Typical data warehouse queries scan through very large volumes of data. If subsequent data blocks must be accessed, then the most efficient way to retrieve the data is if the blocks are stored together on disk. This is particularly important for spinning disks, where the cost of moving the disk head is expensive and sequential I/O delivers at least two times greater throughput than random I/O. Vector uses the parameter group_size to control the number of blocks (pages) that are stored together. The default value is 8.
The parameters block_size and group_size cannot be changed after the database has been created. If you want to change these parameters after database creation you must unload, destroy, recreate, and then reload the database.
Data Allocation
By default, Vector uses a pure column-based data store for most situations, so data is allocated per column. In a pure column-based data store the minimum size that a table will occupy on disk, irrespective of the amount of data in the table, is:
number of columns * block_size * group_size
Take this into consideration if your database has many table columns, due to the number of tables and/or the number of columns per table.

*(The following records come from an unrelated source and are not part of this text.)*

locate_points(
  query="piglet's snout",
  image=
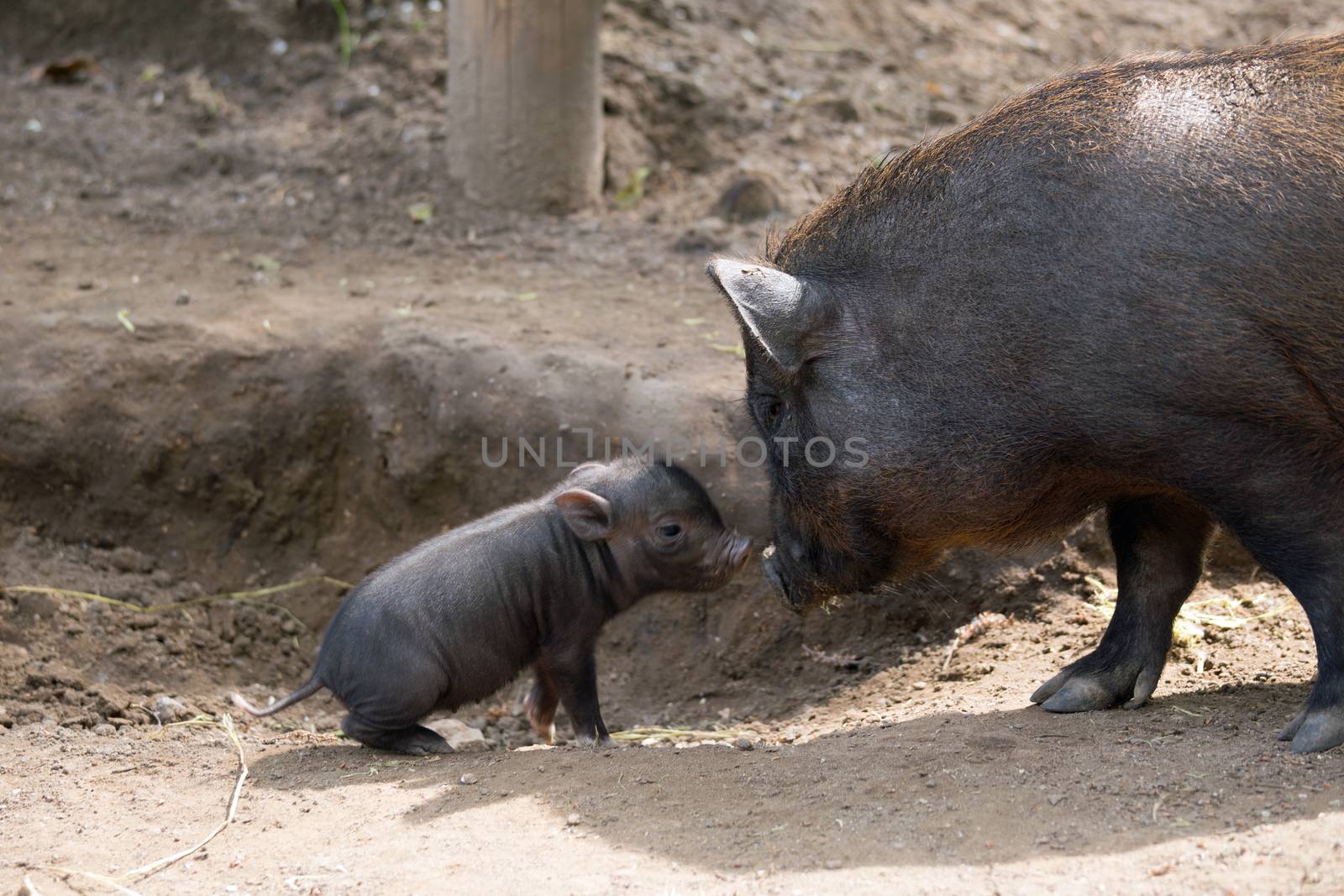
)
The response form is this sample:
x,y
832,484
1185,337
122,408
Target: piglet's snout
x,y
737,550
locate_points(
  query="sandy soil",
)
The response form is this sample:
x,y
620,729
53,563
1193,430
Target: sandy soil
x,y
304,394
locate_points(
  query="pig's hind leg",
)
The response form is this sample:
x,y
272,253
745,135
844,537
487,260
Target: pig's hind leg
x,y
1159,547
541,703
1312,567
413,741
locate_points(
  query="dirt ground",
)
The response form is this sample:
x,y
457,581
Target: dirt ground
x,y
232,358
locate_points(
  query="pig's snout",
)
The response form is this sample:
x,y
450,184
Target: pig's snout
x,y
739,548
777,575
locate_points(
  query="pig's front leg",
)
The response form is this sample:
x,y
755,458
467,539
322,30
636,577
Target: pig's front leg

You can reduce the minimum allocation by reducing the parameters group_size and/or block_size, at the cost of slower performance for large table scans.

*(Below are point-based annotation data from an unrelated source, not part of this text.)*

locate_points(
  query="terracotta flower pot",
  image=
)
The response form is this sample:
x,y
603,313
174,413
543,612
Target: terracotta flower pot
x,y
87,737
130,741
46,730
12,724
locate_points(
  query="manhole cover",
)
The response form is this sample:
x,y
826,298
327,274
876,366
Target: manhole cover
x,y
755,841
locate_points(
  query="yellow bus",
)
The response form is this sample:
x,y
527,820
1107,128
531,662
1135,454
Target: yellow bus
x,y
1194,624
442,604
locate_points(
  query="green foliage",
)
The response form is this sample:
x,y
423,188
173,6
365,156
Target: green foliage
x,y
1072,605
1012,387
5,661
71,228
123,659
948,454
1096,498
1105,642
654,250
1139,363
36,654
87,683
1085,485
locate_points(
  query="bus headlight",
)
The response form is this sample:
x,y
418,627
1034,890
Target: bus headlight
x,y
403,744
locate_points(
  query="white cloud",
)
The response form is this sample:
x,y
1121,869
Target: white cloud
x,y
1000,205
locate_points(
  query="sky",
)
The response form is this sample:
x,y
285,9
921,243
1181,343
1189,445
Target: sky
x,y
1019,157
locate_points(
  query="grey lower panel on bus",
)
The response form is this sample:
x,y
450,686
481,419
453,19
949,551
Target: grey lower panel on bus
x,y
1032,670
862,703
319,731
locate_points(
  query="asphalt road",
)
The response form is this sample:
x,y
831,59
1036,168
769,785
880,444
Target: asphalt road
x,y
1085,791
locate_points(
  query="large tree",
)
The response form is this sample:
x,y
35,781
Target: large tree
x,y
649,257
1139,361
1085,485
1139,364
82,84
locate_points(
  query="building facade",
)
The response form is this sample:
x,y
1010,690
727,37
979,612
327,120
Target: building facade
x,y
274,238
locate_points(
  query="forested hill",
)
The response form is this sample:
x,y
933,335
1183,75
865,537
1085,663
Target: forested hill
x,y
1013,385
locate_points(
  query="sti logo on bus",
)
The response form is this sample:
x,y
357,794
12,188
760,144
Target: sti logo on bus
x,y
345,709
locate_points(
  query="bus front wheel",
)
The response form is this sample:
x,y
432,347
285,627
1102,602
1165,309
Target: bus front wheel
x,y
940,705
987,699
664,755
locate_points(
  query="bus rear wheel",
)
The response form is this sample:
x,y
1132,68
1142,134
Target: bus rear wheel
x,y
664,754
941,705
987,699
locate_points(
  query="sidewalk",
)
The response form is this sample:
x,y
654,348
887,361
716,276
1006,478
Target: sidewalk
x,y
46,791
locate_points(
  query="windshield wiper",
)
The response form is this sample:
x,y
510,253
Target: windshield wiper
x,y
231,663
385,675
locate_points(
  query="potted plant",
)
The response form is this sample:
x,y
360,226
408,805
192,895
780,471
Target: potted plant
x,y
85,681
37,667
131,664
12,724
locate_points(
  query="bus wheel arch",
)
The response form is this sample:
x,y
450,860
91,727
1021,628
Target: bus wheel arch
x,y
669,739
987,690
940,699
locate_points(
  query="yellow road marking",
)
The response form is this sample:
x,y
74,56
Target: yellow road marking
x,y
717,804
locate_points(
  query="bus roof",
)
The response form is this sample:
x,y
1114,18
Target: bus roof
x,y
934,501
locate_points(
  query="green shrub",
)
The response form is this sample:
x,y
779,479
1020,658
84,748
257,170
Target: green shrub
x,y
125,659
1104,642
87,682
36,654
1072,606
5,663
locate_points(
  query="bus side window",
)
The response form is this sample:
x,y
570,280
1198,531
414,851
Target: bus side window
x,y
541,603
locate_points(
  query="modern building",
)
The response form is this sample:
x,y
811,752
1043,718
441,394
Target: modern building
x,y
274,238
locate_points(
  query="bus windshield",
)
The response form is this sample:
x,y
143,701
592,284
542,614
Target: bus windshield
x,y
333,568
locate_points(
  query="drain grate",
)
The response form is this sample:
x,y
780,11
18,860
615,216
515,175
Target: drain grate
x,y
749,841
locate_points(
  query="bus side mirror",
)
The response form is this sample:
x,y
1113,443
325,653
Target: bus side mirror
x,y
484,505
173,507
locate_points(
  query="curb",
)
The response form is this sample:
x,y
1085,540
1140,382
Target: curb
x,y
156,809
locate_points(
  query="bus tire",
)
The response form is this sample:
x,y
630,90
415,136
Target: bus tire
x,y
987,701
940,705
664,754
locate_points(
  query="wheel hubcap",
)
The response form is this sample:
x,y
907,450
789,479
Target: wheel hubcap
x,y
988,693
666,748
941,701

Vector also supports a storage allocation mechanism that stores entire rows of data in a single data block. Within the block, data is still stored column-by-column to optimize data compression. Consider using row-based storage for extremely wide tables with relatively few rows to limit storage allocation, or for tables with relatively few columns, for which queries always retrieve most of the columns. The row-based storage approach is used if you use WITH STRUCTURE = VECTORWISE_ROW at the end of a CREATE TABLE statement.

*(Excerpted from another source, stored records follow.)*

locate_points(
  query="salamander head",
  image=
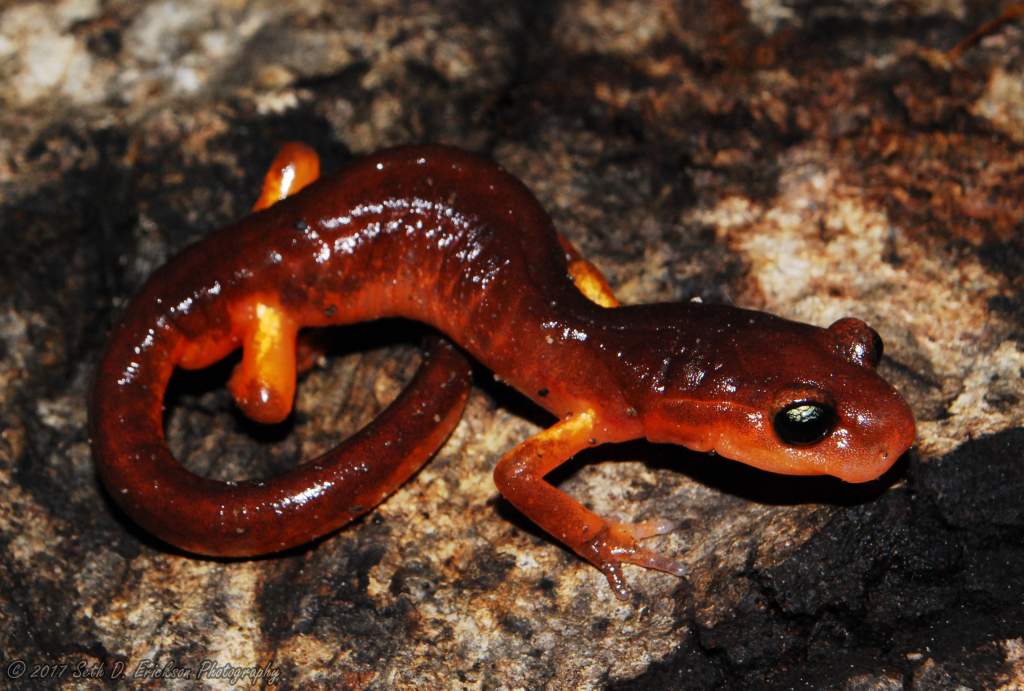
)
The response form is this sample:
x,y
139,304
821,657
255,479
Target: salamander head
x,y
784,397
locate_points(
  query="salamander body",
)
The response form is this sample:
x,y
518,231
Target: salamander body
x,y
449,239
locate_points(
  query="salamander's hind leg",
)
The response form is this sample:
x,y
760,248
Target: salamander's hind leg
x,y
295,167
587,277
519,477
263,384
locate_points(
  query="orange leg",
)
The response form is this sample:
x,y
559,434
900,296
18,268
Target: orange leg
x,y
263,384
519,477
587,276
295,167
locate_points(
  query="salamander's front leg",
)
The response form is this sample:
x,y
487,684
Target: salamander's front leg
x,y
519,477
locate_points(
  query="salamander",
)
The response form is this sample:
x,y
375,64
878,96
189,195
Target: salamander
x,y
450,239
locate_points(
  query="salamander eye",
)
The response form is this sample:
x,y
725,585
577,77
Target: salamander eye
x,y
805,422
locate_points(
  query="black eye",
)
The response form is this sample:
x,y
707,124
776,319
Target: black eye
x,y
804,423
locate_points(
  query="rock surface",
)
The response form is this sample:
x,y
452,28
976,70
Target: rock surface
x,y
811,159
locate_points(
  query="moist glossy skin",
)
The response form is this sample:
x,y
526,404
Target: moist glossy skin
x,y
449,239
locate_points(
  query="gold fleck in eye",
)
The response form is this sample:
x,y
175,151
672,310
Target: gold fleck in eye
x,y
804,423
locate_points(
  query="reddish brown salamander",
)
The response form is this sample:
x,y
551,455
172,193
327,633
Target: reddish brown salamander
x,y
445,238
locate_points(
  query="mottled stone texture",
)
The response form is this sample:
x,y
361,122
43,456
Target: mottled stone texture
x,y
812,159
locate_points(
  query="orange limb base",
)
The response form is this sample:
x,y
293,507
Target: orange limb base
x,y
519,477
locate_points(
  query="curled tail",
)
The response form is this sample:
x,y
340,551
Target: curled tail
x,y
238,519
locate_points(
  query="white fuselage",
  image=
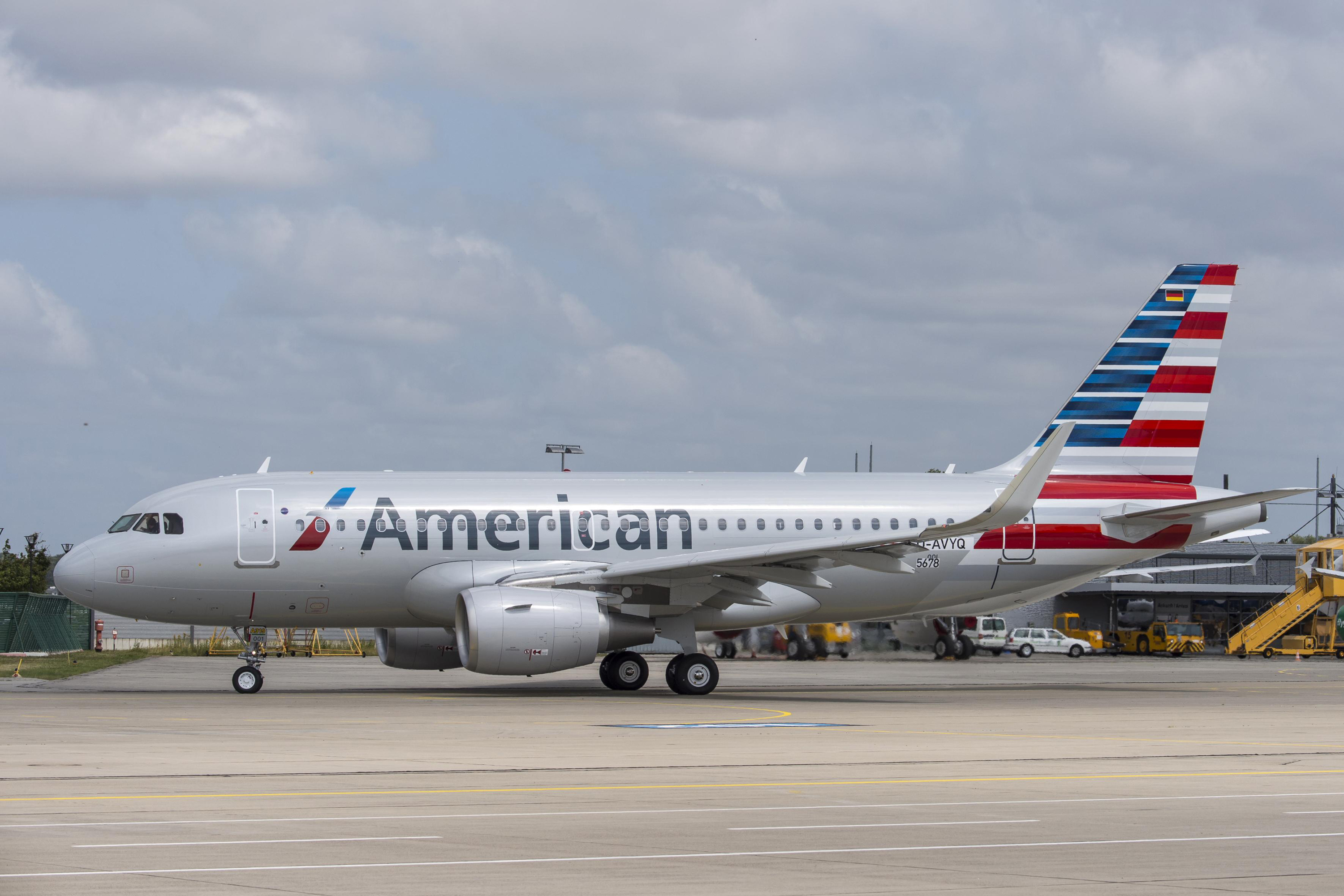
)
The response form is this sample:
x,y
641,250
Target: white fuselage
x,y
284,550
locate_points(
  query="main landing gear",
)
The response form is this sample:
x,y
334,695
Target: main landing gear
x,y
687,673
248,679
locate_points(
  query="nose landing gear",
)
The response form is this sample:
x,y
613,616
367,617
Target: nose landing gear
x,y
248,679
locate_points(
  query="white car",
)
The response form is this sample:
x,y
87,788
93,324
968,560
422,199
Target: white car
x,y
1029,641
984,633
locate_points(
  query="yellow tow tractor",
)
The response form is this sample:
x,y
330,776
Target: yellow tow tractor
x,y
1176,638
1072,625
819,641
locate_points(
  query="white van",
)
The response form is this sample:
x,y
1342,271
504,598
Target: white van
x,y
984,633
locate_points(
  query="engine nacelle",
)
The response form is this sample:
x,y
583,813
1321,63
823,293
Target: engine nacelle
x,y
417,648
507,630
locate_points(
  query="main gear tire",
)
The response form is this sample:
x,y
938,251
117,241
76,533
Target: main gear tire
x,y
697,675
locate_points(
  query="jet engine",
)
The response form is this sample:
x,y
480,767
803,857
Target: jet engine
x,y
507,630
417,648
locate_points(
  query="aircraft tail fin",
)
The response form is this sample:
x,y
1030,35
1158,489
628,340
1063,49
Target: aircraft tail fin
x,y
1140,413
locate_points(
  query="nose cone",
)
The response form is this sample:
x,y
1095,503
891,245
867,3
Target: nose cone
x,y
74,573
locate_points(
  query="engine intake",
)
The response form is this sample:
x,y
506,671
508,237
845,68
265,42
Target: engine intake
x,y
417,648
506,630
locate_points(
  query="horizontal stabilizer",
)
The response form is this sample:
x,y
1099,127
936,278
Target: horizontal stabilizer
x,y
1178,512
1146,574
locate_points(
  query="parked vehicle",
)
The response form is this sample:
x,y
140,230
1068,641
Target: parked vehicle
x,y
983,633
819,641
1175,638
1029,641
1072,625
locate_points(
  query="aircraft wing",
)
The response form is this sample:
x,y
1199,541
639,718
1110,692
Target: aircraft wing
x,y
877,551
1146,574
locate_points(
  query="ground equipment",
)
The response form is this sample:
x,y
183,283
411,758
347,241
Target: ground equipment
x,y
1072,625
1175,638
819,640
1320,579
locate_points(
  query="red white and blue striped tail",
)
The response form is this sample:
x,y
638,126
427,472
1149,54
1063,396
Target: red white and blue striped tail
x,y
1140,413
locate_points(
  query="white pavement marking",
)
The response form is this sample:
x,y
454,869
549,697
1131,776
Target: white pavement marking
x,y
234,843
659,812
662,856
901,824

Vector always performs I/O on a block by block basis and blocks are mirrored in the in-memory column buffer. Suboptimal I/O and memory buffer utilization occurs if the block is not full (for example, there is not enough data to fill a block after compression) or if data is retrieved that is not required to satisfy the query (for example, when using the row-based storage mechanism but not all columns are required in the query). Choose your storage allocation to optimize I/O for maximum performance.
Column Buffer Manager (CBM) Memory
The Column Buffer Manager (CBM) memory is a portion of the server’s memory (RAM) that is used to store data that was pre-fetched from disk. A large CBM memory size can improve query performance because only data not yet in CBM memory will have to be read from disk to satisfy the query. Vector performs smart buffer management and asynchronous pre-fetching to optimize throughput if not all data fits in memory.
Use the vectorwise.conf initialization parameter bufferpool_size to indicate the size of CBM memory. By default, 25% of the server’s memory will be allocated for CBM memory (per database).
Data in CBM memory mirrors data on disk--that is, if the data resides compressed on disk then it will be compressed in CBM memory to make optimum use of the memory buffer. Data will only be decompressed when it is taken out of CBM memory to be processed. If you want to avoid the small cost of decompression or you are dealing with very small tables with very few blocks per column then you can choose to store data uncompressed by using the command set trace point qe82 before you create a table.
Note:  An uncompressed table may take up more disk space and hence may take longer to read from disk, so you should only disable compression for small or medium size tables.